Cuando se puso a lavar tres vasos sucios, nosotros dejamos las mochilas en el piso y nos sentamos en unas sillas alrededor de la mesa. Nos sirvió el vino y empezamos a tomar. Los vasos todavía tenían costras de suciedad. El viejo se tomó el vaso de un sorbo y se sirvió otro. ¿Cuánto llevan viajando? Como dos semanas más o menos. ¿Y por donde han pasado? Llegamos a Puerto Montt, pasamos unos días en Cochamo, de ahí nos fuimos a Hornopirén y volvimos a bajar a Puerto Montt, de ahí fuimos directo a Cucao para después volver a baja y así llegamos pa' acá. Manso pique que se pegaron dijo, mientras terminaba de tomar su segundo vaso. Cuando ya iba por el tercero yo recién iba por la mitad, Luqui se estaba sirviendo el segundo. El cansancio y hambre del recorrido hacía que no me dieran ganas de tomar, mirar al dueño de casa seguir tomando con los cachetes rojos hacía que me dieran menos ganas.

¿Esos son familiares?, preguntó Luqui apuntando la foto donde aparecía el milico. El viejo se puso serio y se sirvió lo que quedaba en la caja. Balbuceo lo que parecía un sí, y vi que la cara de mi amigo se ponía incómoda, yo también. Sí, es mi familia, respondió apenas. Ninguno de los dos se atrevió a seguir preguntando por ellos. El caballero comenzó a divagar sobre algo del sur, comenzó a balbucear algunas cosas de la familia. ¿Quieren salir a ver mi huerto?

Afuera hacía más frío que antes y la calle apenas se veía entre la niebla. Nos hizo esquivar unos pequeños montículos de tierra. Se puso en cuclillas para mostrarnos lo que parecía una lechuga, mientras yo alumbraba con la linterna del celular. ¿Esto lo hizo usted? Sí, con esto me alimento yo, y mire este de acá, nos dijo señalando lo que parecía ser acelga. Siguió mostrándonos lo que había plantado, también tenía un naranjo y unos cultivos de arvejas. Esta linda la luna, dijo apuntándola con el dedo. Ni yo ni Luqui sabíamos qué más decir, tampoco teníamos muchas ganas de seguir quedándonos.

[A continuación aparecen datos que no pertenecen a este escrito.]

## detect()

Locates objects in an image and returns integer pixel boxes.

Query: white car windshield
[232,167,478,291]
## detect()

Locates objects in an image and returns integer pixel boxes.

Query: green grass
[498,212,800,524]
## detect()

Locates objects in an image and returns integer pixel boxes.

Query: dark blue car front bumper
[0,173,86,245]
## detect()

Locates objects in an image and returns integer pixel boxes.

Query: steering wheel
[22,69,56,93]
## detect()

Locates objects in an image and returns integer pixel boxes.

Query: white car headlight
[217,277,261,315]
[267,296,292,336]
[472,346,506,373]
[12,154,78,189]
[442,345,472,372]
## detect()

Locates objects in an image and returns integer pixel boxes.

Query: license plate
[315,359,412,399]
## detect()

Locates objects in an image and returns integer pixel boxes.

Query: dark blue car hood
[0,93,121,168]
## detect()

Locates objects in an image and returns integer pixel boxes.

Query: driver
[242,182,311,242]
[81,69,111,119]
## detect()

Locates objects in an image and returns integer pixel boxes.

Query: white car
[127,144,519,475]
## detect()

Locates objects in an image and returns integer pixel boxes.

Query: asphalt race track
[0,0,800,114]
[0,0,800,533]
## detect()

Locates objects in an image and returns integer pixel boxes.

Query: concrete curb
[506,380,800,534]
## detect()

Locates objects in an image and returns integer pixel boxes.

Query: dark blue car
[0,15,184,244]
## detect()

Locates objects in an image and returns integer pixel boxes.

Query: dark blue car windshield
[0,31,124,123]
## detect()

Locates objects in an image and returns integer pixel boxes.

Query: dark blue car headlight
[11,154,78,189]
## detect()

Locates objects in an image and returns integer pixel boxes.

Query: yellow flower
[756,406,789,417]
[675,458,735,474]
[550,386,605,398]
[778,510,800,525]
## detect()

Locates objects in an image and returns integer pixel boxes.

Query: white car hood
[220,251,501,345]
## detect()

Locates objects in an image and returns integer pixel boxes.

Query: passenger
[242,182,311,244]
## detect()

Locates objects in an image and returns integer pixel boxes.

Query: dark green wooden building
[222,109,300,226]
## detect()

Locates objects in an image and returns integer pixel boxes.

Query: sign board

De repente el caballero se paró y comenzó a balbucear mirando el piso. Se fregó los ojos con el antebrazo como si se estuviera secando las lágrimas, pero no lloraba. Comenzó a decir algo de la familia, que se sentía solo y terminó con una palabra que parecía ser cáncer. Cuando dijo esto último se sacó el gorro de lana y nos mostró su calva con una cicatriz roja con pequeñas coagulaciones. Me voy a morir, nos dijo mientras comenzaba a llorar. Le puse la mano en la espalda y mi amigo hizo lo mismo. Lo llevamos adentro y lo sentamos en la cama. Creo que nos vamos, dijo Luqui, mientras agarrábamos nuestras mochilas. ¿Les puedo dar un abrazo? Sí, no hay problema, respondió mientras me miraba. Lo abrazó y le dio un beso en la mejilla, hizo lo mismo conmigo. 

Salimos a la calle y apenas se lograba notar la luz de los focos entra la niebla. Hace más frío que la chucha, dije mientras nos encaminábamos a la playa. Ya eran las una de la mañana y los pájaros del sur emitían sus extraños ruidos como si estuvieran muriendo.